Bahkan, dalam satu waktu Tjipto berani mengendarai keretanya di depan halaman Istana Kasunanan Surakarta, yang saat itu kaum bumiputra dilarang keras mengendarai kereta kuda. Langkah itu dilakukan Tjipto sebagai bentuk kebenciannya terdapat sistem kolonialisme dan feodal.

“Dia mengemudikan kereta kudanya di depan halaman istana sultan, karena hanya sultan dan putri yang dibolehkan berjalan di sana pada waktu itu,” imbuh Takashi Shiraishi dalam buku 1000 Tahun Nusantara (2000).

Tak hanya lewat tindakan, Tjipto juga terhitung aktif dalam menyampaikan kritik melalui tulisan. Tulisan Tjipto kala itu banyak memenuhi surat kabar lokal. Tjipto, sebagaimana yang diungkap oleh Irna H.N. Hadi Soewito dalam buku Soewardi Soerjaningrat dalam Pengasingan (1985).

Tjipto Mangoenkoesoemo, Ki Hajar Dewantara, Ernest Douwes Dekker dan sejumlah tokoh lain (Sumber: Wikimedia Commons)

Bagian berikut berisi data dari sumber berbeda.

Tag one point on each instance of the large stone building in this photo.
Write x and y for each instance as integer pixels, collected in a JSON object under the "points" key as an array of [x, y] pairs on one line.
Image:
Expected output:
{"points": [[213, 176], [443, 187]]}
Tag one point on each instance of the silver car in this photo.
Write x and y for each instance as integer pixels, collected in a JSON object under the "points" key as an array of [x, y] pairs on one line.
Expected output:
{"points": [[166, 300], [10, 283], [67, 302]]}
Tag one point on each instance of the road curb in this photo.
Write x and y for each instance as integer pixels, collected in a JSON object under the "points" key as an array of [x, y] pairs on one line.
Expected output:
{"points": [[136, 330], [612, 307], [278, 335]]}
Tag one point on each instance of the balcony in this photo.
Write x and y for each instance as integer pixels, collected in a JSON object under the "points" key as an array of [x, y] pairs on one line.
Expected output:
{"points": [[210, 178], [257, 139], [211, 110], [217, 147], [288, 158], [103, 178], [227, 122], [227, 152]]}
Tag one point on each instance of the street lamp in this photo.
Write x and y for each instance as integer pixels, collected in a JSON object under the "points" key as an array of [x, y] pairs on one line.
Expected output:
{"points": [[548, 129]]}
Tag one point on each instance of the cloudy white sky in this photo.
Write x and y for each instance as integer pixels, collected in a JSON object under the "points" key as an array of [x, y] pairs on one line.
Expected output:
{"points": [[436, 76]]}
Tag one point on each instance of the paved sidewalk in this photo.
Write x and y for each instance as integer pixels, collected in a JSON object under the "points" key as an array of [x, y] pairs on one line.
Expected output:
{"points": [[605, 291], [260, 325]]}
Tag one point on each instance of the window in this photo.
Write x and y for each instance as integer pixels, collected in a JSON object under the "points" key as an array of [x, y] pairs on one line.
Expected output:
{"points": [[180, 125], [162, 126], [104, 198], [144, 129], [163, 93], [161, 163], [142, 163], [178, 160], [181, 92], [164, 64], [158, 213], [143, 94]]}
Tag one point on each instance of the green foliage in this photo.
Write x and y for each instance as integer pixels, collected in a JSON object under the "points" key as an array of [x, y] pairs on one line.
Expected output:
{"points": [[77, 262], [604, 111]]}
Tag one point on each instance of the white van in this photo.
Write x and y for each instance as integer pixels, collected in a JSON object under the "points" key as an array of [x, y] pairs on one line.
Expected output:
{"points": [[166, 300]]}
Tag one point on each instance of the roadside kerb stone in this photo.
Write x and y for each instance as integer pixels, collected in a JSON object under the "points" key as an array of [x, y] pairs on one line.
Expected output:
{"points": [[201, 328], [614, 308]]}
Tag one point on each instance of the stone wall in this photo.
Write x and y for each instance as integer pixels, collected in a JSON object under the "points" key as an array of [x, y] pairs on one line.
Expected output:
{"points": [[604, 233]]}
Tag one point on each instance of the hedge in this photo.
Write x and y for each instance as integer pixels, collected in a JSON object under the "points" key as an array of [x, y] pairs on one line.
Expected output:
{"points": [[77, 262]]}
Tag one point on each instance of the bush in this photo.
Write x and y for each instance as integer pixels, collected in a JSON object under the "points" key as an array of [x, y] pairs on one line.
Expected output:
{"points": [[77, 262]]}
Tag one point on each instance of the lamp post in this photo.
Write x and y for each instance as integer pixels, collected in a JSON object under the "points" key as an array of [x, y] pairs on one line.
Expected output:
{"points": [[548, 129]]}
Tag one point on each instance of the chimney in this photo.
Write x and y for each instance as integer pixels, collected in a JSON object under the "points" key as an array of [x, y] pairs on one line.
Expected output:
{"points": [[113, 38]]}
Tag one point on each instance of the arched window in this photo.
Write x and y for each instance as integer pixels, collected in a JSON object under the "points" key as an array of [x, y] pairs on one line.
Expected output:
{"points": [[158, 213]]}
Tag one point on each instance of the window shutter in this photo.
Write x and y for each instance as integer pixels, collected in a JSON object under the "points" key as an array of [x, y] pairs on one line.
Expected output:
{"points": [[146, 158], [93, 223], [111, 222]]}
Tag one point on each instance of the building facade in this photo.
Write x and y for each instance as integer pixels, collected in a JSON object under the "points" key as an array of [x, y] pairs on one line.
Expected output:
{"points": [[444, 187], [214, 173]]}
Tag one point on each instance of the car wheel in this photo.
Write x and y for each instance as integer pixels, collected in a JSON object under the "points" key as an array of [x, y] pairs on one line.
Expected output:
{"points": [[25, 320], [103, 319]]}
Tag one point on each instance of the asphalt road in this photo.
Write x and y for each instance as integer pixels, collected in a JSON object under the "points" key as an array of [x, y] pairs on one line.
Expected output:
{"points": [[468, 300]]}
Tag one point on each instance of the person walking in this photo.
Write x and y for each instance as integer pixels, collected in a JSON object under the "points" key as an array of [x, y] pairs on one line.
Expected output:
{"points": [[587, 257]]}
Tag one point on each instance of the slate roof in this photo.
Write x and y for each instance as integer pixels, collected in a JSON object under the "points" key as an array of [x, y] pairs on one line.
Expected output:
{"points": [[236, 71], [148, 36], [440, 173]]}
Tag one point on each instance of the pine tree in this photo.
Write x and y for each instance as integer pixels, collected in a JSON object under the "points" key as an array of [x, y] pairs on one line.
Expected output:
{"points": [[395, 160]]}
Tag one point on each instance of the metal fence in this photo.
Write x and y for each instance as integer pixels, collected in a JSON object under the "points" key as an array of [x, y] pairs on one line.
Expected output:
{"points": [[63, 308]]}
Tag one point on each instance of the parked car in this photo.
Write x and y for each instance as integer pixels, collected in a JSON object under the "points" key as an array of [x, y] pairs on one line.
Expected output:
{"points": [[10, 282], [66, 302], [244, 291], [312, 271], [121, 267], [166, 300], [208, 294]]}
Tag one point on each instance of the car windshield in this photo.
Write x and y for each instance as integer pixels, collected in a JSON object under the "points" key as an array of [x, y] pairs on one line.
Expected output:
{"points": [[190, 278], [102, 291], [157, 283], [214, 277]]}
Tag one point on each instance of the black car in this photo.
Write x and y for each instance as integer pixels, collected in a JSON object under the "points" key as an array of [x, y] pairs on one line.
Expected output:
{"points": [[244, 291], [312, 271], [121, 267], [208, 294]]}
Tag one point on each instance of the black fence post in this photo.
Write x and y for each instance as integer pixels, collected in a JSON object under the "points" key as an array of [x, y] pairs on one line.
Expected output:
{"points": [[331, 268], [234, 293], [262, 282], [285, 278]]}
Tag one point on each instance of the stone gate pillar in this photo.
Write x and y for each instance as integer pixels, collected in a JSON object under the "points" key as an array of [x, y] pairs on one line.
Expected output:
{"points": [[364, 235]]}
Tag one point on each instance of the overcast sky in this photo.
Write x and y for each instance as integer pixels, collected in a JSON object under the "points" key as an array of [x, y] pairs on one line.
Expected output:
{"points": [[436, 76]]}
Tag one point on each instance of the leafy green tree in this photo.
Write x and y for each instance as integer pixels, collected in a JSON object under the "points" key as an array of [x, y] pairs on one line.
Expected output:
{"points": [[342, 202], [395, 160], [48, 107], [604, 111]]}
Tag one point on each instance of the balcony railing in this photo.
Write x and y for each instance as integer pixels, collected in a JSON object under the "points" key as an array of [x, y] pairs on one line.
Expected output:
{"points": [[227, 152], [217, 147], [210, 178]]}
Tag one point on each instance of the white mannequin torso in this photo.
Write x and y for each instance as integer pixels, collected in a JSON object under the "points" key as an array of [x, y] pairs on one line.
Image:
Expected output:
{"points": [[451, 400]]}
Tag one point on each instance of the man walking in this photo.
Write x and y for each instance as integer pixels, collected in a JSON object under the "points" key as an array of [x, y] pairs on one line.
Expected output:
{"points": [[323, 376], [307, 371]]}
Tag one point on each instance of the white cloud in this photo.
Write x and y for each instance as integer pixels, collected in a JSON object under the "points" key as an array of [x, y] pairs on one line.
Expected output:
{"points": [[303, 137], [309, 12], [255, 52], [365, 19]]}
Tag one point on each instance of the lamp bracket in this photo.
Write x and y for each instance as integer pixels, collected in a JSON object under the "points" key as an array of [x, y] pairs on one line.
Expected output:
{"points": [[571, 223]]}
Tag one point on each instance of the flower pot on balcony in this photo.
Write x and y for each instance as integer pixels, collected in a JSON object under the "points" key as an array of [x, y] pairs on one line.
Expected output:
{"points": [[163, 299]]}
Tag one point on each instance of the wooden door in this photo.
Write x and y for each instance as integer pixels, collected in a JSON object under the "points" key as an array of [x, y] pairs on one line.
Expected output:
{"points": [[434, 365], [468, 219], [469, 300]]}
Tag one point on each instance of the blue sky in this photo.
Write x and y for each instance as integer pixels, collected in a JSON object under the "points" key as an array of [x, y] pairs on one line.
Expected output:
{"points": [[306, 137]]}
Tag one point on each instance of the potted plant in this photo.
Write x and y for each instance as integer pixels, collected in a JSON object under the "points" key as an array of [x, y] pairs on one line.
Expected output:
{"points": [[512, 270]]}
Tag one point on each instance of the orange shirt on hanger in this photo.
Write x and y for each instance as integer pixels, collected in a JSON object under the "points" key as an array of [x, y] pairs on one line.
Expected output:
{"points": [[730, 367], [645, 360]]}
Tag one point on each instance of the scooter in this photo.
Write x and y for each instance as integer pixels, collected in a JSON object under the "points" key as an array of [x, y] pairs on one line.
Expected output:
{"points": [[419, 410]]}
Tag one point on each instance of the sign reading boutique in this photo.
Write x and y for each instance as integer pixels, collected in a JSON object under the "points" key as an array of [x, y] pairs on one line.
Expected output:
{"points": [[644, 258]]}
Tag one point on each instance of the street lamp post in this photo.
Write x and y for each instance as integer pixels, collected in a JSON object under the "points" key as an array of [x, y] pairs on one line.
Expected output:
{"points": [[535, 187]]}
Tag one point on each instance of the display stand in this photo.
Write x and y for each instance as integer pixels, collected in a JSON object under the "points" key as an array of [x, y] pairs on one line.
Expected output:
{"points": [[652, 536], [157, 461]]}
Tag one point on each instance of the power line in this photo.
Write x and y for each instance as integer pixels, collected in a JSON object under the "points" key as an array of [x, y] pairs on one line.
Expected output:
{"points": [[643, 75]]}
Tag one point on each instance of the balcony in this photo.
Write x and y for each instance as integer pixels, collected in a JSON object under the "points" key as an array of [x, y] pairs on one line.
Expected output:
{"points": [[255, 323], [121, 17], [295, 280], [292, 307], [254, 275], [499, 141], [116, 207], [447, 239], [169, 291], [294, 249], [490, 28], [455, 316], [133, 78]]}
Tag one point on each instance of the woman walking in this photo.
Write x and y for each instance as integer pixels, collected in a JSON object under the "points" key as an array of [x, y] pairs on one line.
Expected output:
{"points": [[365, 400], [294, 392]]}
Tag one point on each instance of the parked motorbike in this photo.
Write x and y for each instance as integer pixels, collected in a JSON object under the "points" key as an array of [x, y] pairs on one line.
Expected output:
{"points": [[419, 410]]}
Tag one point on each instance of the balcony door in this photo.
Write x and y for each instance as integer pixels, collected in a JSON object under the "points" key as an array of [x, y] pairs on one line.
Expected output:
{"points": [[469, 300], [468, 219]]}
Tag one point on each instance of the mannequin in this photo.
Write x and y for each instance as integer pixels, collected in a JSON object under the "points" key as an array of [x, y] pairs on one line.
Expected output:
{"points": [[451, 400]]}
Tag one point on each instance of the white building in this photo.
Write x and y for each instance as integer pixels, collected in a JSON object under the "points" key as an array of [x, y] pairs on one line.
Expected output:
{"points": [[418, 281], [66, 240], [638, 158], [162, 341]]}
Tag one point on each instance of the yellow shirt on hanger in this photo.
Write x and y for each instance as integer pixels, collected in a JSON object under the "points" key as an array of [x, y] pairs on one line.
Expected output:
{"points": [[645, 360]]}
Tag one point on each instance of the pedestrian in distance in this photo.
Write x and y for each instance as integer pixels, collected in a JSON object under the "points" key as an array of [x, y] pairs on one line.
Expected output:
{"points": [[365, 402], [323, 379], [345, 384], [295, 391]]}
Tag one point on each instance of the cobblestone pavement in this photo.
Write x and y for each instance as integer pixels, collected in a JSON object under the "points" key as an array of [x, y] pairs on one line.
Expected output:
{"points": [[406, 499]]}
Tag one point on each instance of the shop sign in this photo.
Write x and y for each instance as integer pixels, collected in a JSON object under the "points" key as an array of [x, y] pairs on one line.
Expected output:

Hadi Soewito menganalisis gaya bahasa Tjipto yang sangat menarik kala mengkritik. Tulisannya meyakinkan pembaca. Kalimatnya pendek, ringkas, dan berisikan kata-kata yang dipilih secara tepat.  Tak berbelit-belit dan mudah dimengerti. Saat mengkritik sifat patuh orang Jawa, misalnya. Saat itu Tjipto menganalogikan sikap patuh orang Jawa sebagai “penyakit.”

Maka, kata Tjipto “obatnya” cuma satu: semangat perlawanan. Tjipto menjadikan Pangeran Jawa Diponegoro sebagai contoh orang Jawa yang berani melawan Belanda dalam Perang Jawa (1825-1830). Perlawanan Diponegoro, kata Tjipto menyiratkan makna bahwa orang Jawa dapat memutus mitos sifat selalu patuh yang cenderung berucap “ya” atau “amin.” Tijpto mendorong agar kalimat-kalimat itu diganti menjadi "lawan!"

“Ia (Diponegoro) memang gagal. Tetap saya pikir Anda seperti juga saya, tidak boleh menilai kerja orang semata dari keberhasilannya. Di samping itu, memang bukan maksud saya menilai ketangguhan Diponegoro. Saya hanya mau menunjukkan bahwa kebalikan dengan apa yang dipercaya beberapa orang-orang Jawa itu, sebenarnya punya dasar etika yang dalam, suatu dasar untuk membangun sumber moral yang mestinya membuat kita optimis akan kemungkinan bangkitnya zaman keemasan kita,” cerita Tjipto dalam esainya yang berjudul Lets over den Javaan yang berarti "Beberapa Catatan tentang Orang Jawa" (1913).